Pole Position: Valtteri Bottas (Mercedes) - 1min32s029

Pódio:

1º Valtteri Bottas (Mercedes) 1h22min55s653
2º Lewis Hamilton (Mercedes) +4s148
3º Max Verstappen (Red Bull) +5s002

gp dos Estados Unidos - Clive Mason/Getty Images/AFP - Clive Mason/Getty Images/AFP
Lewis Hamilton ultrapassa Leclerc e Vettel na largada do GP dos EUA de 2019
Imagem: Clive Mason/Getty Images/AFP

Características da pista do Circuito das Américas

  • Depois de correr em Istambul Park, a F1 vai para a outra grande pista de Hermann Tilke, projetista que costuma ser muito criticado por ter perdido algumas oportunidades de desenhar circuitos interessantes, mas que acertou a mão justamente nestas duas pistas. No Circuito das Américas, ele usou como inspiração alguns circuitos famosos, como Suzuka e Silverstone.

  • Esta inspiração de traçados com sequências de curva da alta velocidade fica no primeiro setor, e a parte final da pista é mais travada. Por causa disso, é preciso ter um carro bem equilibrado, já que o nível de pressão aerodinâmica necessário é médio. E é isso que, em que pese o ótimo histórico da Mercedes nesta pista, deixa o cenário da disputa deste ano mais indefinido.

  • As corridas no Circuito das Américas costumam ter muitas ultrapassagens e mais trocas de pneus, já que a perda de tempo no pit stop é de 20 s, ou seja, relativamente pequena. Estes dois fatores juntos ampliam a gama de estratégias e ajudam as corridas a serem mais movimentadas em Austin.

Curiosidades sobre o GP dos Estados Unidos

O GP deste ano será o 42º GP dos Estados Unidos, embora a F1 tenha realizado provas em Austin apenas de 2012 para cá. A primeira foi em Sebring, em 1959, mas a categoria também passou por pistas como Watkins Glen, Phoenix e Indianápolis, e chegou a ter duas provas nos EUA no mesmo ano, o que voltará a acontecer em 2022 com os GPs em Austin, em outubro, e em Miami, em maio.

Com o campeonato ainda com seis etapas para o final e muito disputado, isso não está no horizonte da prova de 2021, mas os Estados Unidos já foram palco de várias decisões de título: Jack Brabham selou a conquista de 1959 na América, Jochen Rindt foi confirmado como o campeão de 1970 de forma póstuma por lá, Emerson Fittipaldi conquistou o bi nos EUA em 1974, Niki Lauda chegou a seu segundo título também e Lewis Hamilton foi campeão em Austin em 2015, quando chegou ao tri, e 2019, o ano do hexa.

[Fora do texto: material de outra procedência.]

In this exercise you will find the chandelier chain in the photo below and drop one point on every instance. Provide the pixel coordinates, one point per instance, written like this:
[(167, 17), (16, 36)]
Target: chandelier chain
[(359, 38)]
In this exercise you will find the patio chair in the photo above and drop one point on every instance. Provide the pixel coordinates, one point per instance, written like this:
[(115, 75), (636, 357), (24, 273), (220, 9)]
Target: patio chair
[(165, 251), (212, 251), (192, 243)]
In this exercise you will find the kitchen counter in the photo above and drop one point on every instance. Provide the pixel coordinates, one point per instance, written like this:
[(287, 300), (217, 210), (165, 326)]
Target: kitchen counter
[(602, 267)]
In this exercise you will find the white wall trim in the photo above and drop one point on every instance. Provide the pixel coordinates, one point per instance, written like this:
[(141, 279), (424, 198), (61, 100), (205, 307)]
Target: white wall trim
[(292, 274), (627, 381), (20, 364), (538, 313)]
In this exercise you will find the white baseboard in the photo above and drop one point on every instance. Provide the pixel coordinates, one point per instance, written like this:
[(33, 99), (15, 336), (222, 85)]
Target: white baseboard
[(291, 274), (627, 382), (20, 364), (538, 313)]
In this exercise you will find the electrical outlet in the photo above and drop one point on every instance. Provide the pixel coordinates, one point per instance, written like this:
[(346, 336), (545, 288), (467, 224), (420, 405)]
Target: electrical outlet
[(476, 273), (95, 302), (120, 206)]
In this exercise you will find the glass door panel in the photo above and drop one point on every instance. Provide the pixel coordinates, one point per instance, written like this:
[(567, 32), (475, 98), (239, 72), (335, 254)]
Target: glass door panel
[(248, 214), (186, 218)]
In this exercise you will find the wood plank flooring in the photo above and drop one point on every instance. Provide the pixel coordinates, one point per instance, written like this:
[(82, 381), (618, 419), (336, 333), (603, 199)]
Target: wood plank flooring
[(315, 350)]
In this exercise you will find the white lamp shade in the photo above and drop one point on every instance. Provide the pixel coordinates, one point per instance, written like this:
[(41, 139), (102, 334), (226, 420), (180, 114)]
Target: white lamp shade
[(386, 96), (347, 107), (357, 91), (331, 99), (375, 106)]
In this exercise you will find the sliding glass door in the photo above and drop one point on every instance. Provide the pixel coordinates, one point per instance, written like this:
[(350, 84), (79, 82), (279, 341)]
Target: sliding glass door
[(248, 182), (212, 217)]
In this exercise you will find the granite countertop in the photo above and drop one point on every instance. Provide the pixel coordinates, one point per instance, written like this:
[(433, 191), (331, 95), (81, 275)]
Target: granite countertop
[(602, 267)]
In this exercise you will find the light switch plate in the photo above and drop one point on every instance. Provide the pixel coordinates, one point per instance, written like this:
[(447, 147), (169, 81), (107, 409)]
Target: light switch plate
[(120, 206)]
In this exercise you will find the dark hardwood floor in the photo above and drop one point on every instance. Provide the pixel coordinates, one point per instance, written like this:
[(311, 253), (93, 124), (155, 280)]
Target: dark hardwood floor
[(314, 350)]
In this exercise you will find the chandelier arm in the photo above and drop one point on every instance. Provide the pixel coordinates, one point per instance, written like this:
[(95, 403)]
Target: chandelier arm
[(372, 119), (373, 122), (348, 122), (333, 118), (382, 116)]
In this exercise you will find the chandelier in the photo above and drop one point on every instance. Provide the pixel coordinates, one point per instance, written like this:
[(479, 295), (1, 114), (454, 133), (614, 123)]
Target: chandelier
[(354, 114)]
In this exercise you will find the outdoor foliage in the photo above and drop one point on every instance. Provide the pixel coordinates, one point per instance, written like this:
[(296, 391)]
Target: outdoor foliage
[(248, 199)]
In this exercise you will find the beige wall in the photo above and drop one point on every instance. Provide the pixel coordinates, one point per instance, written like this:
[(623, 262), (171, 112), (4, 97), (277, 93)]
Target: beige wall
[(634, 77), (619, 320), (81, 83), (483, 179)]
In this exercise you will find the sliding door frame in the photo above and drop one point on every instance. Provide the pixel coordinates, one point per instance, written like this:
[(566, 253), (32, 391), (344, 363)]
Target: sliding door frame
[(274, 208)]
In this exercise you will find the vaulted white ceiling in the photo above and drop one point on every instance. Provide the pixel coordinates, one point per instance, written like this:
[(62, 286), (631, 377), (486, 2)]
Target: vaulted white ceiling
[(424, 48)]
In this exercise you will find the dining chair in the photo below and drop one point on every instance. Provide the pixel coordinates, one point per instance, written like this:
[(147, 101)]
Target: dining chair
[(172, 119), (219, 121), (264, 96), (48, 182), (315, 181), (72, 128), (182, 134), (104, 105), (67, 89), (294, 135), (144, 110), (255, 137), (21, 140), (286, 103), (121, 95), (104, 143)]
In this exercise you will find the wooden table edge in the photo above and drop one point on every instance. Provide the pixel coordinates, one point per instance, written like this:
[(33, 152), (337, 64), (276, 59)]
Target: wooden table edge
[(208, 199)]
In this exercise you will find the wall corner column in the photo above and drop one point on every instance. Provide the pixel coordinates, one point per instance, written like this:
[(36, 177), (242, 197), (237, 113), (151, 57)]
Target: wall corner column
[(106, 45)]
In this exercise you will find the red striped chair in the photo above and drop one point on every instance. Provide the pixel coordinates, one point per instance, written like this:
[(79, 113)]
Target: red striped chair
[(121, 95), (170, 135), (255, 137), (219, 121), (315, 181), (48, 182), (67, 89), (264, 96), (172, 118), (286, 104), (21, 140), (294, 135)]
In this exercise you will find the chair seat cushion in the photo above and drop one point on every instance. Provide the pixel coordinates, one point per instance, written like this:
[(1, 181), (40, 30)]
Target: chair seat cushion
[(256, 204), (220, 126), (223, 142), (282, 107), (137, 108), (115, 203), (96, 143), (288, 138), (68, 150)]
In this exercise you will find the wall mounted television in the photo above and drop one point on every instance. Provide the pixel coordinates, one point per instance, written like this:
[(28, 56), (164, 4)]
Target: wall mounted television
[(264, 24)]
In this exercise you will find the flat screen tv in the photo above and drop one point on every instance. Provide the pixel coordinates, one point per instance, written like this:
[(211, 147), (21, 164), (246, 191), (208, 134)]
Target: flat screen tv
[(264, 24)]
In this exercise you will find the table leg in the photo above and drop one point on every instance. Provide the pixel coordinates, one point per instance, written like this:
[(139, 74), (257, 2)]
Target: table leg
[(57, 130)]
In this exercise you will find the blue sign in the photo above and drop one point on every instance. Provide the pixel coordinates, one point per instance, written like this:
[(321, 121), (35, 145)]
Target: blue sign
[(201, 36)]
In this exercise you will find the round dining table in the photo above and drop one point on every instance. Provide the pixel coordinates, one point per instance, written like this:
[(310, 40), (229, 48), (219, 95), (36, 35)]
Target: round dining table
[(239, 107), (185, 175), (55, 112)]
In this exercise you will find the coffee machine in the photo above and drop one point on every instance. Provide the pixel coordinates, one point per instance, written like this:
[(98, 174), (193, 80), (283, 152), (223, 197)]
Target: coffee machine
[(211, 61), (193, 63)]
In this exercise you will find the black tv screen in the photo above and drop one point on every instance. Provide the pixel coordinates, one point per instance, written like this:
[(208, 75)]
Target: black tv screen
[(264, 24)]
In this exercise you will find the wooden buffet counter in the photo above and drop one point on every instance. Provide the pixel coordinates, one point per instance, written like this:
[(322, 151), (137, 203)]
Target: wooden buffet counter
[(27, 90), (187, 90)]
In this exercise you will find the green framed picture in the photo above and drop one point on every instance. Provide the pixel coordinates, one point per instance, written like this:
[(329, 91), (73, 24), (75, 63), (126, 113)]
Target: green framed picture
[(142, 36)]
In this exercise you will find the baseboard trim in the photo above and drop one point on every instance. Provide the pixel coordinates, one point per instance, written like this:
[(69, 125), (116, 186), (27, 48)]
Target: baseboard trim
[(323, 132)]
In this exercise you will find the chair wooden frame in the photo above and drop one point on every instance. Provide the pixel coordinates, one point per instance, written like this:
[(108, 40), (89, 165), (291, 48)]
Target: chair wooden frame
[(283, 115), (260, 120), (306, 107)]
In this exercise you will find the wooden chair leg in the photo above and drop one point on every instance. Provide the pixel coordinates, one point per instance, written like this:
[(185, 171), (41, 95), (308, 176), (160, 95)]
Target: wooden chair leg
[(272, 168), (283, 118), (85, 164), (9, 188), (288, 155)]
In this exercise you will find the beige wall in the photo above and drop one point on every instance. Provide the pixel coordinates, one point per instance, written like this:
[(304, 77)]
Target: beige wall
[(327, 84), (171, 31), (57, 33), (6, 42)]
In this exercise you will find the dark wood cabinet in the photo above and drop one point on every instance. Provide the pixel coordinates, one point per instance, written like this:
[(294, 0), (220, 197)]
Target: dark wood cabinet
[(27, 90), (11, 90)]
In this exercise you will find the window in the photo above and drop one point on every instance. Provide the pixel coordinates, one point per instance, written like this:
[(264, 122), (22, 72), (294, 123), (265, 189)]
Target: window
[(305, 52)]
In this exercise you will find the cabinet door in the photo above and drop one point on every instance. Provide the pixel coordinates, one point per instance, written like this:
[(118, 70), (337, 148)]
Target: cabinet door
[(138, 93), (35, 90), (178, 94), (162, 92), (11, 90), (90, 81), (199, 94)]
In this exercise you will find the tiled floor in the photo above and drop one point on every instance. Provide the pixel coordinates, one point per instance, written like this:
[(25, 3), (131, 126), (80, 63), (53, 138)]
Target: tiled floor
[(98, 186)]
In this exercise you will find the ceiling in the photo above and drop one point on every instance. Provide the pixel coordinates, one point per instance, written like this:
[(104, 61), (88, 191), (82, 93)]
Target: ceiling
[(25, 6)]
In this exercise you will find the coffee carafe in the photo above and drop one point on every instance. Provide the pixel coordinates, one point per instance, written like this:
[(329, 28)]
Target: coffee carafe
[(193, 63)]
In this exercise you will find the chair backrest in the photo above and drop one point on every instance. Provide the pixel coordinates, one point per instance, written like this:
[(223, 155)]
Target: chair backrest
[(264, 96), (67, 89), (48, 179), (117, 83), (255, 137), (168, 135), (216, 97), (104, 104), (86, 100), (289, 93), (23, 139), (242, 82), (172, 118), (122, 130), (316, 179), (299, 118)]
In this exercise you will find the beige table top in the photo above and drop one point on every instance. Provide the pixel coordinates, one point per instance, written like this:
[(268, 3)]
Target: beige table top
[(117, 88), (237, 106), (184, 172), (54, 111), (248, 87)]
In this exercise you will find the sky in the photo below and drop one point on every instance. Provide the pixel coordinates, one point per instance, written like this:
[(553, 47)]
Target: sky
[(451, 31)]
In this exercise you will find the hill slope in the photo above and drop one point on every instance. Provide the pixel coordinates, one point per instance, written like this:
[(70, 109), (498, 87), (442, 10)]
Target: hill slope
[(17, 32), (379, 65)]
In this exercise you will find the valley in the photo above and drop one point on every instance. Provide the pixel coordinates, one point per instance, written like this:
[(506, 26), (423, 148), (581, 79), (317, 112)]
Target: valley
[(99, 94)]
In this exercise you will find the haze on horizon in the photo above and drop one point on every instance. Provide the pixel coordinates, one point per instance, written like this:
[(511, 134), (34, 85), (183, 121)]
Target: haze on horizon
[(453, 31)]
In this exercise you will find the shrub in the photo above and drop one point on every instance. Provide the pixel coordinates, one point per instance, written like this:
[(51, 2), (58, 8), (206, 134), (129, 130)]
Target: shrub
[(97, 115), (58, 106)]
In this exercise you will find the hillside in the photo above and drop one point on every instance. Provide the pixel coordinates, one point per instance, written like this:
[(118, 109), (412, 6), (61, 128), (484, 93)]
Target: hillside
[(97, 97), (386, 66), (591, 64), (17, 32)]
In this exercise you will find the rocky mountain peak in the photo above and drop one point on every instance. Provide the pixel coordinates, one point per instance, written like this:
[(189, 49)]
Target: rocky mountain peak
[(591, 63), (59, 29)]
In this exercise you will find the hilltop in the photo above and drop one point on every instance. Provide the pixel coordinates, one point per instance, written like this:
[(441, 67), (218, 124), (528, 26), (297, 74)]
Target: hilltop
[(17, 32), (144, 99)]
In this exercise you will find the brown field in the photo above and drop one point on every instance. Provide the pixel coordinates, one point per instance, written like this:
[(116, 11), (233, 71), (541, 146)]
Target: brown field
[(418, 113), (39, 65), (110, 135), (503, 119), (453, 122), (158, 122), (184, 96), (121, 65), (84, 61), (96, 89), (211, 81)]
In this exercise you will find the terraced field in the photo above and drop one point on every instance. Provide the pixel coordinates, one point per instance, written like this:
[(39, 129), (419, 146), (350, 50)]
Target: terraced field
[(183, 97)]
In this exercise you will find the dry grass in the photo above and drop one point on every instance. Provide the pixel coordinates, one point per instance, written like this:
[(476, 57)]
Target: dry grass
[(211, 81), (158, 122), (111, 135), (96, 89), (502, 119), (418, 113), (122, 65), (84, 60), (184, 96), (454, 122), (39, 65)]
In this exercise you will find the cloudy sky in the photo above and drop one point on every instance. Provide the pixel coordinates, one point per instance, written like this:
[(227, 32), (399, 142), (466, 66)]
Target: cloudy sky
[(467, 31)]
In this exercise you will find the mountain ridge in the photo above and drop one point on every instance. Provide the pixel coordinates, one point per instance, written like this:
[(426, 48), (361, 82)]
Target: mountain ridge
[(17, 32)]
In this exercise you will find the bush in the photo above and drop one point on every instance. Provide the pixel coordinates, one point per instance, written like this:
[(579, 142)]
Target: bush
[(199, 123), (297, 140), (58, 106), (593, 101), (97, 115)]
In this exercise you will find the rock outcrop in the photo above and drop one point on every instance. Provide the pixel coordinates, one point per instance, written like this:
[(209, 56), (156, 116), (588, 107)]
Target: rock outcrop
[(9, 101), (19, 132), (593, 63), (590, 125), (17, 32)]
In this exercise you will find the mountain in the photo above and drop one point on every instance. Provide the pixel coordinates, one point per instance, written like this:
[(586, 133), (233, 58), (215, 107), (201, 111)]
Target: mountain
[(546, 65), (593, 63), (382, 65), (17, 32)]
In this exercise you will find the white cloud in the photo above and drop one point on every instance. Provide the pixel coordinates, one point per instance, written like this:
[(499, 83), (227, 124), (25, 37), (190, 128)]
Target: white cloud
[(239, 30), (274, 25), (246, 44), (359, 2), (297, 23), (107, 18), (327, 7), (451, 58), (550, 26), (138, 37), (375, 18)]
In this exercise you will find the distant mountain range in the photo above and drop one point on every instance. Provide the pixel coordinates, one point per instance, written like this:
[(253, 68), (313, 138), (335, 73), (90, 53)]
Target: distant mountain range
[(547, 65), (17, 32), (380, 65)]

Não foram apenas títulos que Lewis Hamilton conquistou nos Estados Unidos: ele é o piloto com o maior número de vitórias da história dos GPs do país, com seis. Este recorde é interessante porque, de 2008 a 2011, os EUA não estiveram no campeonato. A primeira vitória de Hamilton em solo norte-americano foi em 2007, ainda em Indianápolis. Ele venceu em 2012 em Austin com a McLaren e depois engatou uma sequência de quatro vitórias seguidas com a Mercedes entre 2014 e 2017.